W HEN THE LIGHT ENVELOPED PRUE LISS AND everything around her disappeared in its brilliant glow, she did not panic. She was fifteen, but she had been trained well enough as a Tracker to stay calm when faced with the unfamiliar and potentially dangerous. She couldn’t know what was happening to her; nothing in her life experience had prepared her for this. But what she did know was that—whatever it was—it had saved her from that old man who had hunted her through Deladion Inch’s fortress lair. That was good enough for her. It might be a different kind of dangerous, but it couldn’t be worse than what she had just escaped.
    If she
had
escaped, she added quickly. She didn’t know for sure that she had. She didn’t know where she was. She might even still be trapped somewhere in the complex.
    But she didn’t move, even when the light died and she was left in complete darkness. She sat very still on the hard surface on which she had been deposited, smelling the air, listening for sounds. Her intuition hadn’t flared up in warning; apparently, no danger threatened her.Though she couldn’t be sure of that either—not after the way her instincts had failed her already during the past few weeks. Three times, at least, that she could count. She had been so sure of those instincts once. But that was a long time ago, and everything had changed. What was then so reliable was now tinged with uncertainty. Sometimes her instincts worked and sometimes they didn’t, and she no longer knew if they would react to warn her or remain dormant.
    On this occasion, there were no sounds, smells, tastes, or hints of movement in the blackness. She had only herself for company in an impenetrable void.
    She forced herself to breathe slowly and evenly, to keep quiet and wait for the light’s source to reveal itself. Sooner or later, she sensed, it would appear to her.
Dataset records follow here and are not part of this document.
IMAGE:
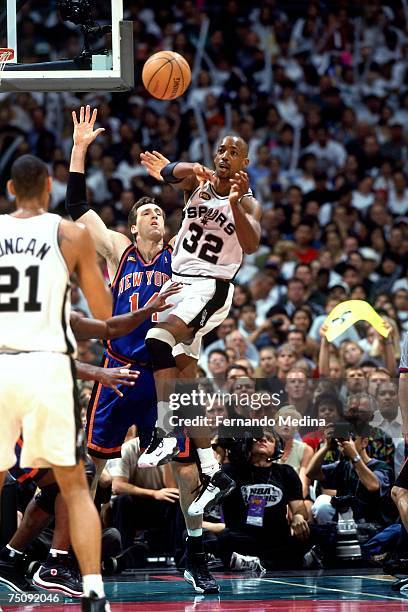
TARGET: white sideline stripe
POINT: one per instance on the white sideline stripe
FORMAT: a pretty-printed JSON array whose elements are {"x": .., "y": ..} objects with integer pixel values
[
  {"x": 316, "y": 588},
  {"x": 381, "y": 578}
]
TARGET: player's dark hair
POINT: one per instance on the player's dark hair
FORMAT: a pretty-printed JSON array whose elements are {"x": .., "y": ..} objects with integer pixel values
[
  {"x": 29, "y": 174},
  {"x": 141, "y": 202}
]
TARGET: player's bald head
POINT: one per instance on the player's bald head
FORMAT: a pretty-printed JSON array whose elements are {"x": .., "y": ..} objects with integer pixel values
[{"x": 238, "y": 142}]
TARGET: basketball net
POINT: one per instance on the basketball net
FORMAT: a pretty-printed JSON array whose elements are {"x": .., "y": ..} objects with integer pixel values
[{"x": 5, "y": 56}]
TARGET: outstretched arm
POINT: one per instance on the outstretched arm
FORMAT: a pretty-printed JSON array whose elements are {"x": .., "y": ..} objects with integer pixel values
[
  {"x": 118, "y": 326},
  {"x": 183, "y": 175},
  {"x": 247, "y": 213},
  {"x": 110, "y": 245},
  {"x": 109, "y": 377}
]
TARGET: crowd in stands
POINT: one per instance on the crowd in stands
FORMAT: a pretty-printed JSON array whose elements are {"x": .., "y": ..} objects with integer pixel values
[{"x": 321, "y": 96}]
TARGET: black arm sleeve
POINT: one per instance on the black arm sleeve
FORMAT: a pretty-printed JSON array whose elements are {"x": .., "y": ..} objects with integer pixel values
[
  {"x": 75, "y": 203},
  {"x": 167, "y": 173}
]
    When it finally did, she was caught by surprise. A pinprick of light appeared in the distance, so impossibly far away that it felt to her as if it were miles off. Very slowly, it drew closer, working its way ahead steadily through the darkness, and her surroundings began to brighten in response. She saw that she was no longer in the fortress, but had been spirited away to somewhere else entirely. She was sitting on a patch of hard earth at the edge of gardens that spread away from her toward the approaching light, a vast rainbow of flowers that grew from bushes, beds, and vines amid carefully tended greenery of all shapes and sizes. The flowers seemed to bloom right in front of her as their petals were touched by the light, brightening as the intensity of the light grew, stretching out their slender stems in response.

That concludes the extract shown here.